Every profession has that one test they will always use: doctors check blood pressure, accountants do the acid ratio test, and governance auditors check your risk management process. And much like a blood pressure or acid ratio will not tell you the whole story, a risk management programme does not automatically mean the company is healthy, governed well, or compliant. However, a poor risk programme does indicate that an organisation is poorly governed.
Just knowing what risks your organisation faces, is simply not enough for a good risk management programme. An auditor will not only want to see that you have identified and assessed your specific risks, but that they are actively being managed and reviewed as well.

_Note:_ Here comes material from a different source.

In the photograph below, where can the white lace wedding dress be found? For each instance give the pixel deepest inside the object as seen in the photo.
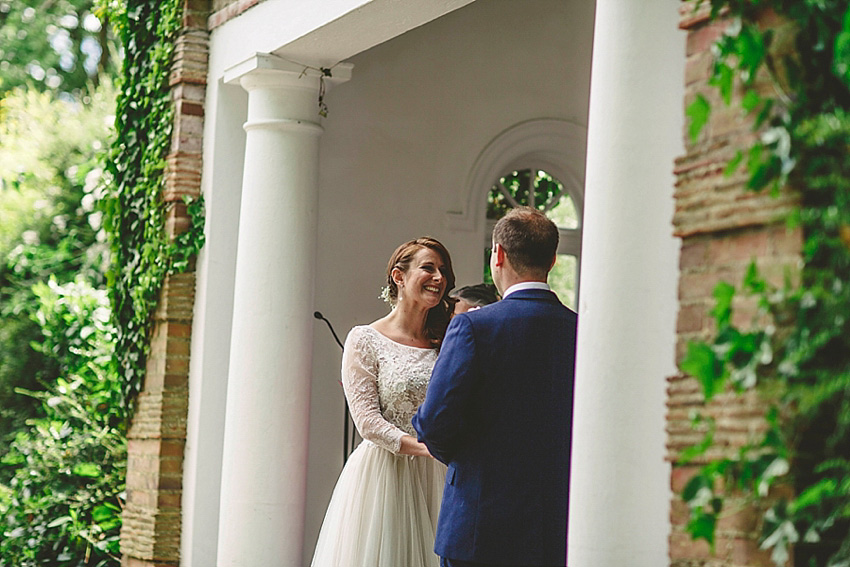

Evaluating risks is not fun but, by doing regular risk assessments, you strengthen your business. It also puts your organisation in an overall better position to tackle any unforeseen circumstances.
So how do you go about implementing a robust risk management process?
1. Start with the basics
The first step to getting the basics in place, is to develop a risk matrix. This table will contain the identified risks and additional information pertaining to each risk. The more data you have and the better it is, the more robust your risk management.
To start populating your risk matrix, start with brainstorming as many risks as possible. Inputs to this brainstorm could include previous incidents, threats to your industry, environmental issues, and – of course – supply chain concerns. It is also imperative that you include as many people as possible from across your organisation to participate in this process.
Once you have a list of possible risks, you need to know how each one will impact your organisation. Impacts are generally financial, but do not limit yourself to this. Include other costs, such as hours lost, reputational damage, or additional labour requirements.
To complete your basic risk matrix, assess each risk. I generally recommend rating each risk by the following:
- How severely will it impact the organisation?
- How likely is it to occur?
- How easily can it be detected?
For instance, the likelihood of having a piece of metal in your chocolate is very small, but the bad publicity it will incur is why most manufacturers have metal detectors on their manufacturing lines.
Based on the assessment, each risk can be categorised as either negligible, minor, major, or extreme.
2. Put a game plan in place
Now that you have identified and assessed your risks, you can expand the risk matrix. This is done by adding a plan of action for each risk. Start by identifying what could cause each threat, remembering that any risk can have multiple causes. For instance, ransomware could be caused by an email attachment or a website that someone clicks on using a company computer.
Then, based on each cause, mitigation actions can be put in place. The ideal mitigation is to prevent the risk from occurring entirely. So you may want to ban any metal from entering your chocolate factory, but this is not financially feasible. Rather, you would put in multiple feasible, realistic mitigations, such as ensuring machinery is well maintained, staff is educated, and having a metal detector on the line before final packaging.
As with any good action plan, these actions must be written down. Best practice indicates that each action must have:
- A clear description of what needs to be done
- The person who will ensure it will be done
- The expected completion date
3. Stepping it up
Everything so far makes for a very good basic risk management process. To step it up, you will want to know as soon as possible when a causal event has occurred. From our examples above, you will know you have been hit by ransomware when you are shut out of your systems, but how will you know if there is a piece of metal in your chocolate? As a further example, what about new laws being passed that may affect you? Do YOU review the government gazette regularly?
You may have to ensure that there are tests put in place to alert you to any possible causal event. For our legal example, this may mean assigning someone in the legal or HR department to review the government gazette.
Now that you have mitigations and indicators in place, for when something happens, the next step is to review your risks all over again.
4. Level up further
But why do you need to re-evaluate the risks? Now that you have mitigations in place, the severity and/or likelihood of the risk occurring should be lower. With the indicators you have put in place, the detectability has improved. But has this lowered the risk assessment sufficiently?
Not every risk can be negated. Some mitigations may be too expensive, or the risk too low to warrant implementation. Should the mitigation become cheaper, for instance using a metal detector, instead of an X-ray machine, to find metal in chocolate, the action plan may need to be updated. Or, if the black hats come up with new ways to introduce ransomware, faster than firewalls update, it may mean having full back-ups to restore data and systems or having insurance in place to pay the ransom.
From the above, it is clear that regular risk review meetings should be held. The agenda for these meetings should include reviewing and reassessing risks, and ensuring progress is made on the action items. Any new risks must be added, new mitigations and indicators put in place, and the processes repeated.
These regular review meetings also give you the opportunity to review the learnings from any incidents that have occurred, as per this article.
A final recommendation is to invite outside specialists to assist with identifying new risks. For instance, a business insurance specialist can share all manner of possible risks. Lawyers, IR specialists, or supply chain consultants will also happily assist with this.